We track multiple outcomes, depending on what the user may be presenting. If they are experiencing suicidal thoughts, we track conversion to crisis lines.

See here: https://psycnet.apa.org/record/2019-14424-004

We follow-up 5hrs later and ask general questions about their experience with the life line.

If they are experiencing self harm, in addition to crisis lines, we offer them a single-session online intervention on managing sh. For that, we see significant improvements pre vs post on measures like “self-hatred”, and “desire to stop selfharm”, with medium effect sizes (.4-.8 cohen’s d). Very hard to show enduring effects for this, however. This research, as well as our work on disordered eating, is still in prep.

For peer support, we have previously published data here: https://pubmed.ncbi.nlm.nih.gov/25835472/

And here: https://pubmed.ncbi.nlm.nih.gov/28903637/

For our interventions on mood and stress regulation, we’ve adapted single session interventions, alongside some wonderful collaborators at Stony Brook. They have published their work here: https://www.nature.com/articles/s41562-021-01235-0

1 comments

> We follow-up 5hrs later and ask general questions about their experience with the life line.

> If they are experiencing self harm, in addition to crisis lines, we offer them a single-session online intervention on managing sh. For that, we see significant improvements pre vs post on measures like “self-hatred”, and “desire to stop selfharm”, with medium effect sizes (.4-.8 cohen’s d). Very hard to show enduring effects for this, however.

Are you measuring in such a way that you can realistically determine which effects are due to the online intervention and which are due to the SH itself? I ask because after SH, especially a few hours later, I consistently have increased "desire to stop selfharm", and lessened "self-hatred". SH has that effect on me, hence its unfortunate use as a coping mechanism.
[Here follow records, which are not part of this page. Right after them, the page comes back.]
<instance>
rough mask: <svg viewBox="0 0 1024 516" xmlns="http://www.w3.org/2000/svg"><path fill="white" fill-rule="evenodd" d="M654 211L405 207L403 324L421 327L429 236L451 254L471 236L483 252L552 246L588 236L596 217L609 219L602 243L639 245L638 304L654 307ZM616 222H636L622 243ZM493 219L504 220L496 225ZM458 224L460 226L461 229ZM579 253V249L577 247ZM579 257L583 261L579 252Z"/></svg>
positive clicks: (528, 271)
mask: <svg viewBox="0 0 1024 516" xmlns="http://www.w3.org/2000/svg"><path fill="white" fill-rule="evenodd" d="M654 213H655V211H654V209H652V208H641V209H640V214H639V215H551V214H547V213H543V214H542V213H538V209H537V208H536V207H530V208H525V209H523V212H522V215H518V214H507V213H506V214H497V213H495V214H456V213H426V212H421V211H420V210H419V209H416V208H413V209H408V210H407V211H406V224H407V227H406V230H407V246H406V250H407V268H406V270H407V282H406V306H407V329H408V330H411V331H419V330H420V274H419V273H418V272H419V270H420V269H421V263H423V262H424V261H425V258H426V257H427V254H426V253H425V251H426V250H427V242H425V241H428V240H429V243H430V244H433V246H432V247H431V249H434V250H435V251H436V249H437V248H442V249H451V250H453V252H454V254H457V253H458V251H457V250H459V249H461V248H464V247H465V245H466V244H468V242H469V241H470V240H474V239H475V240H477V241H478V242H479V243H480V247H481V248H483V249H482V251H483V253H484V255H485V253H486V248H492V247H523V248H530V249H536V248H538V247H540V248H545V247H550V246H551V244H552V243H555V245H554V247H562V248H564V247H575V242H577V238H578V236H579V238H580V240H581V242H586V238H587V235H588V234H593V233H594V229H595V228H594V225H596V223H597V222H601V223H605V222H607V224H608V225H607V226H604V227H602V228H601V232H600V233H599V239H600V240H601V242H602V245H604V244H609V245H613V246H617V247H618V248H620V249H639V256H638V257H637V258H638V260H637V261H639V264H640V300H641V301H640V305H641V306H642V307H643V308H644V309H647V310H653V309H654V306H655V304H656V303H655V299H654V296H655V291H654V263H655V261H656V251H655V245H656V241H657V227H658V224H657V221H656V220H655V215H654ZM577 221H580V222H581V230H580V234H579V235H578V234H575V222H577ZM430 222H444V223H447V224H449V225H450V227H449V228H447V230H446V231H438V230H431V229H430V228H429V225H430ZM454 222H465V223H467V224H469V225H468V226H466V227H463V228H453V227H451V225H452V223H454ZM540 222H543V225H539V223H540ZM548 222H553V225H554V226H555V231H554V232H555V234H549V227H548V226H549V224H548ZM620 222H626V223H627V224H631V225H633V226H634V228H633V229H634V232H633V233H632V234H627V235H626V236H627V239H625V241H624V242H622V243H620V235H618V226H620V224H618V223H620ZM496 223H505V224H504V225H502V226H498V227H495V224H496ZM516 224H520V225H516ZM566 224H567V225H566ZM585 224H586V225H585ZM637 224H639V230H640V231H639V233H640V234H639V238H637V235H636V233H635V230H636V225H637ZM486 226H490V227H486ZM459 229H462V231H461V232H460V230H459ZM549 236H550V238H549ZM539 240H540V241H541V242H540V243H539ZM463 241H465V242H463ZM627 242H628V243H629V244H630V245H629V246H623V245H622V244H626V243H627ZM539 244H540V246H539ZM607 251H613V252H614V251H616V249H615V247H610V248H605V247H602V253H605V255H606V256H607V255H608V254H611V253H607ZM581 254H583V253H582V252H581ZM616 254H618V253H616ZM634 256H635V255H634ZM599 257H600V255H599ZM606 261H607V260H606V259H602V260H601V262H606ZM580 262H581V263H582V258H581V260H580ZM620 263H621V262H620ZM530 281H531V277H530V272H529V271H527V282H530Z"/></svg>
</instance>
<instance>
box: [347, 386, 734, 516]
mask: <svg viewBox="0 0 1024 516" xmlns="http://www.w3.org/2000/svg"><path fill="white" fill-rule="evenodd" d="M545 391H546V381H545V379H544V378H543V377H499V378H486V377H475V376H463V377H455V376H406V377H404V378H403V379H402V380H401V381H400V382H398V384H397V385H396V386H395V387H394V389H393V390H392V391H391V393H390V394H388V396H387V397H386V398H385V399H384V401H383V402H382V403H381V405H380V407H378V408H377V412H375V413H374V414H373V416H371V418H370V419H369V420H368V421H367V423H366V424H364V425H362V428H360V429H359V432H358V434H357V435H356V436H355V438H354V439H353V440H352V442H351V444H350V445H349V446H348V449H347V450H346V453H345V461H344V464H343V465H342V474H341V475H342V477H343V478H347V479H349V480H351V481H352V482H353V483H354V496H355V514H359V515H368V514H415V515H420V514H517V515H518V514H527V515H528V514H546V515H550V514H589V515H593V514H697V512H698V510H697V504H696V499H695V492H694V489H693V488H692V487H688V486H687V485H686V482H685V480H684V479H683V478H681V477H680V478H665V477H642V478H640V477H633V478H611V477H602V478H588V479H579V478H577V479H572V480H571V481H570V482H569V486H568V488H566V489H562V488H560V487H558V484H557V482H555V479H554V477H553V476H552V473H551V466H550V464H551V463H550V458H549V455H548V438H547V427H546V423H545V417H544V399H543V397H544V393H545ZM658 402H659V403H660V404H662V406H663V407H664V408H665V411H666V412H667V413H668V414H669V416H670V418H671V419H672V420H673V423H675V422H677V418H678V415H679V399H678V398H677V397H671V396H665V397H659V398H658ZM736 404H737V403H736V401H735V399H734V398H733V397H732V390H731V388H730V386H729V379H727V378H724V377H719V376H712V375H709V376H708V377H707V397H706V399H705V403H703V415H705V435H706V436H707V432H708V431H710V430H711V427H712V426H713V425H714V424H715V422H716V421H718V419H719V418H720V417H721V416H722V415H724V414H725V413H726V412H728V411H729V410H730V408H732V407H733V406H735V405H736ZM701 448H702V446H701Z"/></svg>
Good questions. And your experience makes a lot of sense. Ideally, we would see positive changes persist over many time points (and so we aren't measuring immediately before self-harming and immediately after). I'd be really grateful if you tried it provided some feedback for us: https://join.kokocares.org/koko-referral-lifelines?source=hn

Scroll to the bottom to try the "managing self-harm" mini course. It only takes 7-8min and there is a spot for feedback at the end.

Thanks for the reply.

When I click on the "managing self-harm" course, I only see a "form.typeform.com refused to connect" error. Seems this is because I'm using tor, which is the only way I'd feel comfortable legitimately using the service. Would be nice if there were a way to use the service via tor.

I did complete the course. All the negativity coupled with "it's easy!!" made me feel worse, but sounds like I'm an outlier. Is there a reason there are no positive statements in the course, like "I think I'm a good person"?